Synthesis of novel bio-based materials for water purification

Supervisor

Prof David Barker

Discipline

School of Chemical Sciences

Project code: SCI058

Project

One of the biggest challenges to New Zealand’s green and sustainable aspirations is pollution of waterways. Two of the main pollutants that are plaguing our freshwater is nitrates and heavy metals, high levels of which have been shown to cause significant health and environmental problems.

The primary aim of this project is to develop new filter materials using all natural, bio-based, compounds that will be able to purify water through the removal of damaging pollutants. This new technology will combine knowledge from areas of synthetic chemistry, polymeric materials and membrane science to produce a material capable of reducing toxins from fresh water.

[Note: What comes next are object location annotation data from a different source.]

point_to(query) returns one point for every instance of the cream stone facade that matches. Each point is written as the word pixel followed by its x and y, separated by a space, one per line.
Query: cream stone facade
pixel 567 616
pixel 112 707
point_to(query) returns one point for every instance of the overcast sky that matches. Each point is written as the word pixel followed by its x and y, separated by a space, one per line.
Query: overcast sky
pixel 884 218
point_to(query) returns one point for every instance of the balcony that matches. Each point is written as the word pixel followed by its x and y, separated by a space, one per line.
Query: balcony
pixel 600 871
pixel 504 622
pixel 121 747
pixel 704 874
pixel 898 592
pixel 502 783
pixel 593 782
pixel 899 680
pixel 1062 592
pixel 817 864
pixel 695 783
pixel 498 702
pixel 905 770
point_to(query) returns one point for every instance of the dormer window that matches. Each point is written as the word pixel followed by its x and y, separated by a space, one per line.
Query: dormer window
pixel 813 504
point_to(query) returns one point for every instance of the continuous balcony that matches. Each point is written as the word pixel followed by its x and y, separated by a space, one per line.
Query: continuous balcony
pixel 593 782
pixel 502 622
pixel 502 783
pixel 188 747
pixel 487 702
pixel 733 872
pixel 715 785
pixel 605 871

The influence of the sensory and chemical fingerprint of foods during pairing

Supervisor

Dr Danaé Larsen

Discipline

School of Chemical Sciences

Project code: SCI059

Project

Little is known about why some foods "go together" and others don't. The working hypothesis is that food pairings exist based on the number of shared aroma compounds two foods have, however it is not as simple as this. Flavour/aroma compounds exist in food at different concentrations, are effected by cooking and processing and have differing levels of sensory perception during consumption.

We want to investigate whether it is enough that a food pairing shares a number of common flavour/aroma compounds or is it the type of flavour fingerprint (cumulative effect of the same flavour notes across different compounds) that make a successful pairing? Does when a particular flavour is perceived (throughout the sip/bite-swallow pathway) influence whether a pairing is successful or not? And can we use food pairing to learn to like disliked flavours?

The project will involve conducting sensory panels involving hedonic and dynamic sensory evaluation methods.

Iwi-Led Approaches to the Application of Psilocybin as a Mental Health Treatment in a Marae-Based Setting

Supervisor

A/P Dan Furkert

Discipline

School of Chemical Sciences

Project code: SCI211

Project

This summer project forms part of a wider research programme led by an iwi/hapū in Tairāwhiti, and includes contributions from Landcare Manaaki Whenua and ESR. The work will likely involve literature review of the chemistry and medicinal chemistry of the natural product, and experimental work to profile fungal sources and the stability of related metabolites.

It will suit a student with interests in natural products, medicinal chemistry and Māori health, and skills in literature survey and scientific writing.